Except for that momentary touch of amazement in the detective's tone they could gather nothing from his manner. But his invariable habit was to speak to the point, and without the least suggestion of ambiguity in his words.
"I am very much afraid, gentlemen, that the murdered man is Mr. Henry B. Hunter," he said. "I must trouble you to come with me, and place the question of identity beyond doubt. I hope that you, Mr. and Mrs. Curtis, and you, Mr. Devar, will make it convenient to await my return. There are matters on which you can give me valuable information."
In a few seconds the three found themselves alone. The clerk had business to attend to, but he courteously invited them to remain in the office until the detective came back.
"Did you ever hear such nonsense as this talk about Curtis being mixed up in an abduction?" began Devar, eager to dispossess his friend's relatives of any false impressions they might have formed. "Why, he didn't know a soul in the States—except yourselves," he added tactfully.
The uncle, who had been polishing his domed forehead with a large handkerchief at intervals during the past quarter of an hour, cleared his throat as a preliminary to some important announcement, but his better half had only kept silent because of a real fear that her nephew had been engaged in the commission of serious crime from the instant he set foot in New York, and she entered the fray vigorously now.

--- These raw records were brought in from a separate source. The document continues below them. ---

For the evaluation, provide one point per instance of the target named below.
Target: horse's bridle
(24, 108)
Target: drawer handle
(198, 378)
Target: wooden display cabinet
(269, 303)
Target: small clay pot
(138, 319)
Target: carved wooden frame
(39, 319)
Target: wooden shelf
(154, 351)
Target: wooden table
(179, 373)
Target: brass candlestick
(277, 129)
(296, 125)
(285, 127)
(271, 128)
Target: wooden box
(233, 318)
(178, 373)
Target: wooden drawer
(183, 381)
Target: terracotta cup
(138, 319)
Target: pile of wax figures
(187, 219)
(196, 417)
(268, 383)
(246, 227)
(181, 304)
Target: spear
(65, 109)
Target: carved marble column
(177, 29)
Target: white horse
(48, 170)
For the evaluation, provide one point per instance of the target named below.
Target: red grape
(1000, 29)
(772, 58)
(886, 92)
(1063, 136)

"We don't know much about him, and that's the truth, Mr. Devar," she cried. "There was some family disagreement years ago, and the brothers lost track of each other, but Horace here never forgets a name, and why should he, seeing that John was his father's name, and Delancy his mother's, and our nephew has both, so the minute we saw that paragraph in the Chicago papers about the eminent American engineer who had been building railways in China being on board the Lusitania, I says to Horace: 'Horace, it would be shame on us if we allowed your brother's son and your own nephew to arrive in New York without some of his kith and kin to bid him welcome,' and with that we hustled to catch the next train east, but the steamer did the trip quicker'n we counted on, and we just missed being at the docks, so if it hadn't been for our good luck in finding the man who helped John with his baggage, and who remembered the name of the hotel he gave the taxi-driver, we might have been searching New York all this blessed night without dreaming of coming to such a place as this, because the newspapers spoke so highly of John that we made sure he would be stopping in one of the Fifth Avenue hotels like the Waldorf-Astoria or Hoffman House, or perhaps higher uptown, in the Ritz-Carlton or the Plaza."

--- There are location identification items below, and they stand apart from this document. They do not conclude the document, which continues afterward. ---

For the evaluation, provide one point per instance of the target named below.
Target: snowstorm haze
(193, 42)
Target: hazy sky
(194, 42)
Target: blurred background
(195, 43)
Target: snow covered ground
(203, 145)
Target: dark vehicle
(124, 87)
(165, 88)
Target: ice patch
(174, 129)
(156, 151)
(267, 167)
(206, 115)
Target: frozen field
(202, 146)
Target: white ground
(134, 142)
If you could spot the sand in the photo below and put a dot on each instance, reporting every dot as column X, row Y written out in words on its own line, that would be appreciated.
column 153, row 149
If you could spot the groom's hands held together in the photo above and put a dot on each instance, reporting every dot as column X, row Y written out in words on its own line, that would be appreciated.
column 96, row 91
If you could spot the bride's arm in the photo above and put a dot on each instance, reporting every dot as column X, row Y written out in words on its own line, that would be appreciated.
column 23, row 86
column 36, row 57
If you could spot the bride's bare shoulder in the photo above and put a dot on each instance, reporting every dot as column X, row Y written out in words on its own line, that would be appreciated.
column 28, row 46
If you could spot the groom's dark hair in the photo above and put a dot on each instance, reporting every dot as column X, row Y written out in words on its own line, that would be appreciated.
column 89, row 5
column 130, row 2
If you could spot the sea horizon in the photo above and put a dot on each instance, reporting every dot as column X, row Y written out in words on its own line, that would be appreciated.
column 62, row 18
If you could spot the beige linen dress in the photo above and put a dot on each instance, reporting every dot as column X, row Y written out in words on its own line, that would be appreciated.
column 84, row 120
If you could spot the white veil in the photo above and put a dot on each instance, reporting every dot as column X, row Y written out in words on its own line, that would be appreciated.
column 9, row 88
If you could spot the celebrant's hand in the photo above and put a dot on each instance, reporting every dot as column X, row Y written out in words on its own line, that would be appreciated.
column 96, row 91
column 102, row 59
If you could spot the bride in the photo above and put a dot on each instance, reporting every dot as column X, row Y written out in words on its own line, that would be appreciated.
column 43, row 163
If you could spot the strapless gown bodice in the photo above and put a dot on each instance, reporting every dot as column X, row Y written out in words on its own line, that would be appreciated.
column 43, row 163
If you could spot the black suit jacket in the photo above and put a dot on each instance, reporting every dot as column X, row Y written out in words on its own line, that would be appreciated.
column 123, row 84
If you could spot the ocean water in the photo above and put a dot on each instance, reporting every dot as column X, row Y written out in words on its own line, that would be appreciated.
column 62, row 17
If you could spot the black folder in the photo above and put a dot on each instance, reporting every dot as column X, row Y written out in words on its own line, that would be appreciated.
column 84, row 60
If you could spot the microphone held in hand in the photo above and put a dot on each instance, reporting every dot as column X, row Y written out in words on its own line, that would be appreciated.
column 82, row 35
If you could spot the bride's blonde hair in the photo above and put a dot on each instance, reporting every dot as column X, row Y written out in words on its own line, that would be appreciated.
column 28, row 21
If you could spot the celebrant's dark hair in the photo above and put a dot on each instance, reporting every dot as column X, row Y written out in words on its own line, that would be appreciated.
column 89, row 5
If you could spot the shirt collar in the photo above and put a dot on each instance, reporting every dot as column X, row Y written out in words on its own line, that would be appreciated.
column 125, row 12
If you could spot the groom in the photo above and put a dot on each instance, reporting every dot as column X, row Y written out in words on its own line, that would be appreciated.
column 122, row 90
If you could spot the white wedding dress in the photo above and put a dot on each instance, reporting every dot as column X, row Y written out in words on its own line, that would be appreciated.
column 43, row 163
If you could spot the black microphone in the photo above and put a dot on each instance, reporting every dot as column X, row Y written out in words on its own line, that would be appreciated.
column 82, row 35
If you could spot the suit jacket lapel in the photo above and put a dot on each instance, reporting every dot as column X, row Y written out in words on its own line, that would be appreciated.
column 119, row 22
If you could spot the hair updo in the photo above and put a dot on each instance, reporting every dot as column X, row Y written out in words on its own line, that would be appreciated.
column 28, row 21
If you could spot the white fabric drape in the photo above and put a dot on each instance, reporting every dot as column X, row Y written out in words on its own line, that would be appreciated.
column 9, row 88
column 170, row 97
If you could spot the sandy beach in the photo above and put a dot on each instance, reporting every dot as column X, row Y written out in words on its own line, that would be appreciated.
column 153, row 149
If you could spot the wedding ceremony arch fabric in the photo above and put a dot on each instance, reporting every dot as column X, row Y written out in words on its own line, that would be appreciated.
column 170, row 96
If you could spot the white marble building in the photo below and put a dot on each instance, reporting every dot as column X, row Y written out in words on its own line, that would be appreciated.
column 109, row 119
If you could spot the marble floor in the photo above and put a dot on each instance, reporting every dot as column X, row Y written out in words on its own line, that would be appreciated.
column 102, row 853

Mrs. Curtis was stout, so she yielded perforce to lack of breath, and Devar was able to explain smilingly that he, and none other, was responsible for the item in the newspapers.

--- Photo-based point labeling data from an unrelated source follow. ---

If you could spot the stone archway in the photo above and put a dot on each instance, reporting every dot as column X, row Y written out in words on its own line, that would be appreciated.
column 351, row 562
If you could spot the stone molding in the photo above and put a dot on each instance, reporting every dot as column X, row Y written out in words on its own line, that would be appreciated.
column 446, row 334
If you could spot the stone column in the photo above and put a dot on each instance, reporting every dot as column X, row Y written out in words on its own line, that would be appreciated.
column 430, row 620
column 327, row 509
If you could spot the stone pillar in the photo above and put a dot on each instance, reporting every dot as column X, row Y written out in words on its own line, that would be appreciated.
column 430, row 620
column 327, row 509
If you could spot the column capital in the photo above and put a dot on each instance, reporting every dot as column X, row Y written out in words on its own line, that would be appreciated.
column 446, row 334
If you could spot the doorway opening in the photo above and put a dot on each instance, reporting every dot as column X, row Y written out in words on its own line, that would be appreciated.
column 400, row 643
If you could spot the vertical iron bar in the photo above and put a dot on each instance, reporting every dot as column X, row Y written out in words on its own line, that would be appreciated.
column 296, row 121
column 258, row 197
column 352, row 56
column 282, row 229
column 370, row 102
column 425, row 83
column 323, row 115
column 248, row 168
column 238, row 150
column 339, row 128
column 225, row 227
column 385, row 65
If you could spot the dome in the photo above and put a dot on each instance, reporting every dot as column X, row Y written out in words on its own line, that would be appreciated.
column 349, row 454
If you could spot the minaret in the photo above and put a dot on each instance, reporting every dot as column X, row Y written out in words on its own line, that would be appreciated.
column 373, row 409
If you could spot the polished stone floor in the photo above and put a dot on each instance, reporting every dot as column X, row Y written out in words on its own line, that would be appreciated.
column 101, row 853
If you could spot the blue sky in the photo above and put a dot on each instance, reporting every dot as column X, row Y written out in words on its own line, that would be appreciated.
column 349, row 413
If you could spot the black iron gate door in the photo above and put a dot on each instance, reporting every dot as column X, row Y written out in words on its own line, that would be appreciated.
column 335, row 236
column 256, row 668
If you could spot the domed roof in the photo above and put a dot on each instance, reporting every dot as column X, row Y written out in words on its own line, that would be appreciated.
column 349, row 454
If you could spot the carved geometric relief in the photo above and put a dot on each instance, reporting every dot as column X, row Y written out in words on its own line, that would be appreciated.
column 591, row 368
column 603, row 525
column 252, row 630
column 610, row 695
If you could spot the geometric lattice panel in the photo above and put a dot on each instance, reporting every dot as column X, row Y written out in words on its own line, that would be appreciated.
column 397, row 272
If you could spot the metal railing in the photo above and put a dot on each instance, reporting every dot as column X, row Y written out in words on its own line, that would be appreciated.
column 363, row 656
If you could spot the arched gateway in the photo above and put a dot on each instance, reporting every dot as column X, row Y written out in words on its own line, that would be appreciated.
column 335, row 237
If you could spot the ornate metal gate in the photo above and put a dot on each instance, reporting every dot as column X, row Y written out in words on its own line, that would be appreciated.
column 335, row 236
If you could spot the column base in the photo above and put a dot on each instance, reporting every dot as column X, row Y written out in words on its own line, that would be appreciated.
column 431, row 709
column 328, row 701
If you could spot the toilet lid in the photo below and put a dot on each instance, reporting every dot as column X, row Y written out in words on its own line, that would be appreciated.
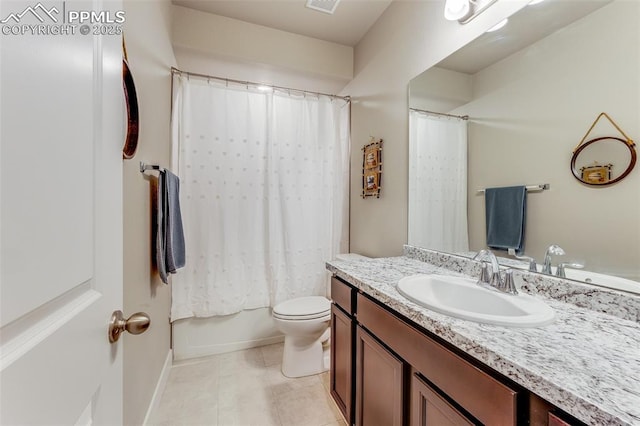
column 303, row 308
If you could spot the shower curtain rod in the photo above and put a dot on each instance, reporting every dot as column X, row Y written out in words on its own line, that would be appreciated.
column 462, row 117
column 230, row 80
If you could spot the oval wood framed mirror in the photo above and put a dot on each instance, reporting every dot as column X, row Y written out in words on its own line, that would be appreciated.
column 603, row 161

"The fact is that I took a great liking to John D.," he said. "He is such a real good fellow, and so sublimely unconscious of his own merits, that I wanted to surprise him by starting a modest boom in the press, so I sent a wireless message about him to a journalistic friend in New York. I wondered why the reporters did not get hold of him when they came aboard at the quarantine station, but I remember now that, by some curious trick of fate, he and I stowed ourselves away in a part of the ship where no one was likely to find us, and I clean forgot to put them on his track when I went below."
"I guess my nephew has attended to the booming proposition on his own account," said Horace, getting under way at last.
Devar laughed, but Mrs. Curtis was shocked.